Short-term reversal is the tendency for stocks that performed well (poorly) over the past week to one month to subsequently underperform (outperform). It is the mirror image of momentum, which operates at the 3-12 month horizon.

Key evidence

Jegadeesh (1990) documented significant negative serial correlation in monthly stock returns, with a contrarian strategy (buy past-month losers, sell past-month winners) earning 2.49% per month. Lehmann (1990) found similar weekly reversal profits of about 0.95% per week.

Interpretation

Unlike momentum and long-term-reversal, which have clearer economic stories, short-term reversal is widely attributed to microstructure effects:

  • Liquidity provision: reversal profits compensate market makers and liquidity providers for absorbing temporary order imbalances (Grossman and Miller 1988)
  • Bid-ask bounce: measured returns bounce between bid and ask prices, creating spurious negative autocorrelation
  • Overreaction to short-term news: investors overreact to information at very short horizons, with prices reverting once the overreaction is recognized

Capacity and tradability

Short-term reversal is among the largest raw return anomalies but is largely consumed by transaction costs. The stocks with the strongest reversal are small, illiquid, and expensive to trade. After realistic trading cost estimates, profitability drops substantially, making it difficult to capture in practice.

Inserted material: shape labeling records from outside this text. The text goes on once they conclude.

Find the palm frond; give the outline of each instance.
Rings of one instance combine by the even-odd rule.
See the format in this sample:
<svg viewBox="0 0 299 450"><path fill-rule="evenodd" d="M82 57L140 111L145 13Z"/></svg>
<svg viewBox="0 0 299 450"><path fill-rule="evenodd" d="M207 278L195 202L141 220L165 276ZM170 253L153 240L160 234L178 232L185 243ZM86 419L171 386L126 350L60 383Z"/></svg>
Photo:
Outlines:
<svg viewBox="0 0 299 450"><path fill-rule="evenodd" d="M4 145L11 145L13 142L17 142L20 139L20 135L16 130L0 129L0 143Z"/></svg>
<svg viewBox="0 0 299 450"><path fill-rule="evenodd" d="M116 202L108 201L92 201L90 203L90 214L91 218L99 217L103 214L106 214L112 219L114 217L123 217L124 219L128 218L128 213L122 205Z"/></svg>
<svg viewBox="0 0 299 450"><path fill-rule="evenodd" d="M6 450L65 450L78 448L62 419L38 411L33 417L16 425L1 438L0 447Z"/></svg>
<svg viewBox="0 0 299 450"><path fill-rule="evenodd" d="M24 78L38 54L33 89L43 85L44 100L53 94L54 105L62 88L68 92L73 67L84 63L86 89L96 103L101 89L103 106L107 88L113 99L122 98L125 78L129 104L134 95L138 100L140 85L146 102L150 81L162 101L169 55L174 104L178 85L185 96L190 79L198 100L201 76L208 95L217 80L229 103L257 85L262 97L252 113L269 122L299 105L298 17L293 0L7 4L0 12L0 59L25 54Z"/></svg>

Role in factor models and risk models

Short-term reversal is generally not included in academic factor models (fama-french-three-factor, fama-french-five-factor, q-factor-model) because it is considered a microstructure phenomenon rather than a priced risk factor. However, commercial risk models like MAC3 include it as a style factor, reflecting its importance for explaining short-horizon return covariance.

Relationship to other anomalies

Short-term reversal and momentum are conceptually distinct. Momentum sorts on 12-2 month returns (skipping the most recent month precisely to avoid reversal contamination). long-term-reversal operates at 3-5 year horizons and reflects a different mechanism (overreaction to long-run performance).

Sources

  • Risk, Return, and Equilibrium: Empirical Tests (File, DOI)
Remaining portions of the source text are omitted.